Research shows this is untrue. Whenever a poll is taken of those questioning their religion, who are on the way out or have already left, wishing to engage in different behavior is rarely a motivation. They are often people who were very devout, but who couldn’t reconcile the contradictions they saw. Even when their behavior changes it is usually after they have lost confidence in their religion to some degree.
The most major problem with the idea that people leave because of sin is that it is an idea not supported by the Christian message: which says that we are all sinners, and that religion was created for those who are sinful, not those who are righteous. The New Testament rationale for forming a church is to welcome and treat sinners, and a faith that fails to do this would be failings its primary mission.

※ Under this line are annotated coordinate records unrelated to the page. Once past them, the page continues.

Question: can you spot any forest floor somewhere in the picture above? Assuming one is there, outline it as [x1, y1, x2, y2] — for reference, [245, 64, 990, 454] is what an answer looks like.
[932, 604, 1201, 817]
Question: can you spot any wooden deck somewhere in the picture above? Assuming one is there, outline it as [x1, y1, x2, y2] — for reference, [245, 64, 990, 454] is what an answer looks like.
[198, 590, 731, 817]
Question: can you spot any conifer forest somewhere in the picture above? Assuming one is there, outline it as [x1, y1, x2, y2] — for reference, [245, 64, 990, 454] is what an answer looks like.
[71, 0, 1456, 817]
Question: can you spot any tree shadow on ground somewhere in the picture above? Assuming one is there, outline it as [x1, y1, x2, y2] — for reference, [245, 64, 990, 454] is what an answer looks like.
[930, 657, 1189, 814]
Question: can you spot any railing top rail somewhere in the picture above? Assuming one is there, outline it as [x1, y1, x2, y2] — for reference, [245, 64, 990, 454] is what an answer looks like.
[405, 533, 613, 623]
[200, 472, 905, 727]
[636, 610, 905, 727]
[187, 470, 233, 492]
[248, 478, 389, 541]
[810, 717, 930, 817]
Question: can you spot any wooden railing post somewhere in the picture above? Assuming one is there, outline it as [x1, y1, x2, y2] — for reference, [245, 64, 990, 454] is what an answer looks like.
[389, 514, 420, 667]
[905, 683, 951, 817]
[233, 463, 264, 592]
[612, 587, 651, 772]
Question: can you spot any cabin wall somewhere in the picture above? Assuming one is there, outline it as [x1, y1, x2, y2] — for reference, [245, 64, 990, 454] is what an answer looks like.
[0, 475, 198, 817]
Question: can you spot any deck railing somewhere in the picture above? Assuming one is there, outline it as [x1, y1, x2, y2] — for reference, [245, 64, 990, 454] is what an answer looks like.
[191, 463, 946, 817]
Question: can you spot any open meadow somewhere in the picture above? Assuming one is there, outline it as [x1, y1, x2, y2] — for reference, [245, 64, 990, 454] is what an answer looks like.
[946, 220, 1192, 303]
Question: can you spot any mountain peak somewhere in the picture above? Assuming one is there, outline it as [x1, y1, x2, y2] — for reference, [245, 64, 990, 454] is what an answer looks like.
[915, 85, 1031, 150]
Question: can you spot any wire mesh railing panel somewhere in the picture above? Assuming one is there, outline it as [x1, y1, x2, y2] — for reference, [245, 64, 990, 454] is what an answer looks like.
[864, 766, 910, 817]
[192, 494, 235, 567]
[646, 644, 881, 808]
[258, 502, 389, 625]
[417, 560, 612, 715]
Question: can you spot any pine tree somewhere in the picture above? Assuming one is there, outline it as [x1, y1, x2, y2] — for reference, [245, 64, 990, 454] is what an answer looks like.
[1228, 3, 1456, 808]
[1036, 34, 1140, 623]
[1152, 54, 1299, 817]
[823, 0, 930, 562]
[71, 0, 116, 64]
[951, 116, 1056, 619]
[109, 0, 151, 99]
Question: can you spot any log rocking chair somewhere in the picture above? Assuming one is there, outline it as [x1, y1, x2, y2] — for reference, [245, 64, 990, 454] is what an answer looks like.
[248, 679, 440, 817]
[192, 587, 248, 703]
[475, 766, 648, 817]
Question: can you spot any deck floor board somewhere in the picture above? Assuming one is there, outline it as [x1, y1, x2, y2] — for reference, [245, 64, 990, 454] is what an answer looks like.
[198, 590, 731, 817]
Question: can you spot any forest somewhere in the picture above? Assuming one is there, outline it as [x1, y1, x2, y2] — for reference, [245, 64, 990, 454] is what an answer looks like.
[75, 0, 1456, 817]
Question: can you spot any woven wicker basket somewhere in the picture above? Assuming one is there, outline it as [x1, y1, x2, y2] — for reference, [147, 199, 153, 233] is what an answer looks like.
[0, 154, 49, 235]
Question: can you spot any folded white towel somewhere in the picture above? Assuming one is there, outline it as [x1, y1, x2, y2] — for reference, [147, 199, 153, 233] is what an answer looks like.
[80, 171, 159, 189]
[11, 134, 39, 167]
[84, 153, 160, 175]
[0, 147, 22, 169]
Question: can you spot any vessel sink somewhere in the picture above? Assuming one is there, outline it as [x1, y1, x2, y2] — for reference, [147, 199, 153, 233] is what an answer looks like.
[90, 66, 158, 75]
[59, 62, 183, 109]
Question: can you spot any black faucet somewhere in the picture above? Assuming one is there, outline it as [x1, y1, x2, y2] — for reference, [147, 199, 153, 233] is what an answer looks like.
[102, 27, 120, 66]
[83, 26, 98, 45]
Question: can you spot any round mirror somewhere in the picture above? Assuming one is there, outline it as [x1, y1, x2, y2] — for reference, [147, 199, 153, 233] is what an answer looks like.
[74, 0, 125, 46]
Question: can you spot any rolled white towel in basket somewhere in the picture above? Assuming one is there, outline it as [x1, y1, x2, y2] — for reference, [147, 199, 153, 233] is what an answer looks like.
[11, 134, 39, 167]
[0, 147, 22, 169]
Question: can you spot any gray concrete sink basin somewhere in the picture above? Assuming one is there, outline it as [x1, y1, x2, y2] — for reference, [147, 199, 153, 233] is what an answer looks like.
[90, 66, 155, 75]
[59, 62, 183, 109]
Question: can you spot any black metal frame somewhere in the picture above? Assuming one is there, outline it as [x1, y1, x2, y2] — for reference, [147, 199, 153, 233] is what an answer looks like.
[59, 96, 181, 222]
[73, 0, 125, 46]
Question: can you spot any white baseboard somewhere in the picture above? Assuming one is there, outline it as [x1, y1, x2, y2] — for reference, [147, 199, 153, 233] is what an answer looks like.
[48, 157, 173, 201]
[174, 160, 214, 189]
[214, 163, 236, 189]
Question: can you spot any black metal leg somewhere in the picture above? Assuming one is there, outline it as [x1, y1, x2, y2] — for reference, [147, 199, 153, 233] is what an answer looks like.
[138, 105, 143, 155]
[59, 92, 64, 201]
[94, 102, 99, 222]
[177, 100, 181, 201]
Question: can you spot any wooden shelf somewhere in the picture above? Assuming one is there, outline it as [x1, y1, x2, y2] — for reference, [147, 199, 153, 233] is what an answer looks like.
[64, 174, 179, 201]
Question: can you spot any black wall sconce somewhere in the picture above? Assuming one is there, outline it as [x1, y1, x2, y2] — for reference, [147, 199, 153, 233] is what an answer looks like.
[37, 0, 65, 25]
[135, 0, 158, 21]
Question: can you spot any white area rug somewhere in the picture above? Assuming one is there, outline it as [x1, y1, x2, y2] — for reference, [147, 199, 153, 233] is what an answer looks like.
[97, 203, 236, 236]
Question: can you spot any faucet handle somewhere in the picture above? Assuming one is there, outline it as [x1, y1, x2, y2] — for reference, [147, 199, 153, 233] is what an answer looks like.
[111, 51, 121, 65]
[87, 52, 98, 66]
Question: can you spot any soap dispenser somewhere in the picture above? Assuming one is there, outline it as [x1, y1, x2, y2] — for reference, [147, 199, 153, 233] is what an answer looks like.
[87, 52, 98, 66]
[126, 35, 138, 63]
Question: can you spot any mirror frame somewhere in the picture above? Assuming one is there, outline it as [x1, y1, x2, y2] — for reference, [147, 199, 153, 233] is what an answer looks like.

Obviously some people go through some very un-Mormon behavior, but some types of un-Christian behavior are highly tolerated, but other types are greatly frowned upon. People react to the system they were in, not always in constructive ways. Perhaps they seek for dubious comforts, but the reaction from their fellow co-religionists is usually to exercise less mercy and forgiveness (from a people who claim to believe in a God who can forgive all things).
Ultimately, whatever course the passage out of religion takes, it is convenient for some leaders and followers to dismiss concerns and questions, and sideline the real issues, because of a persons imperfections (in their eyes), to consider their points invalid because the person raising them is imperfect.